The conspiration to murder Julius Caesar
On March 15 (the Ides of March) of 44 BC, Caesar expected to show up at a meeting of the Senate. A few Senators had contrived to kill Caesar. Mark Antony, heard of the plot the previous night from an alarmed hero named Servilius Casca, in fear of the worst, went to take Caesar off. The plotters foresaw this and, knew that Antony would go to Caesar's guide, they masterminded Trebonius to catch him as he moved toward the porch of the Theater of Pompey. They confined him outside (Plutarch, in any case, allots this activity of postponing Antony to Brutus Albinus). At the point when he heard the upheaval from the Senate chamber, Antony fled.
Actions of Caesar’s conspirators
Casca, at the same time, created his blade and made a looking push at the tyrant's neck. Caesar pivoted rapidly and got Casca by the arm. Inside minutes, the whole gathering, including Brutus, was striking out at him. Caesar endeavored to escape, blinded by blood, he stumbled and fell; the men kept stabbing him as he lay exposed on the lower steps of the porch. As per Eutropius, around 60 men participated in his assassination by stabbing him 23 times.

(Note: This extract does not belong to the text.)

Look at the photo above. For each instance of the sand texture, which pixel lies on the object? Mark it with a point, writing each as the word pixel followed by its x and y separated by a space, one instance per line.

As indicated by Suetonius, a doctor later settled that just one injury, the second one to his chest, had been lethal. The dictator's final words are not known with assurance and are a challenging subject among researchers and students of history the same. Reports have it that Caesar's last words were the Greek expression "καὶ σύ, τέκνον;" (transliterated as "Kai su, teknon?": "You as well, child?" in English). In any case, Suetonius assessed that Caesar said nothing.
The aftermath of the assassination
The outcome unexpected by the assassins was that Caesar's demise encouraged the finish of the Roman Republic. The Roman center and lower classes, with whom Caesar was massively well known and had been since before Gaul, became rankled that a little gathering of blue-bloods had slaughtered their boss. Antony, who had been floating separated from Caesar, profited from the melancholy of the Roman crowd and took steps to release them on the Optimates, maybe to assume responsibility for Rome himself.
Julius Caesar was the first Roman to be formally revered. After his death, he was conceded the title Divus Iulius (the awesome/exalted Julius) by the pronouncement of the Roman Senate on January 1, 42 BC. The presence of a comet during games in his respect was taken as an affirmation of his heavenliness. Although his sanctuary was committed after his death, he may have gotten divine distinctions during his lifetime: and in no time before his death, Mark Antony had been named as his flamen (priest). Both Octavian and Mark Antony advanced the religion of Divus Iulius. After the demise of Caesar, Octavian, as the supportive child of Caesar, accepted the title of Divi Filius (child of a divine being).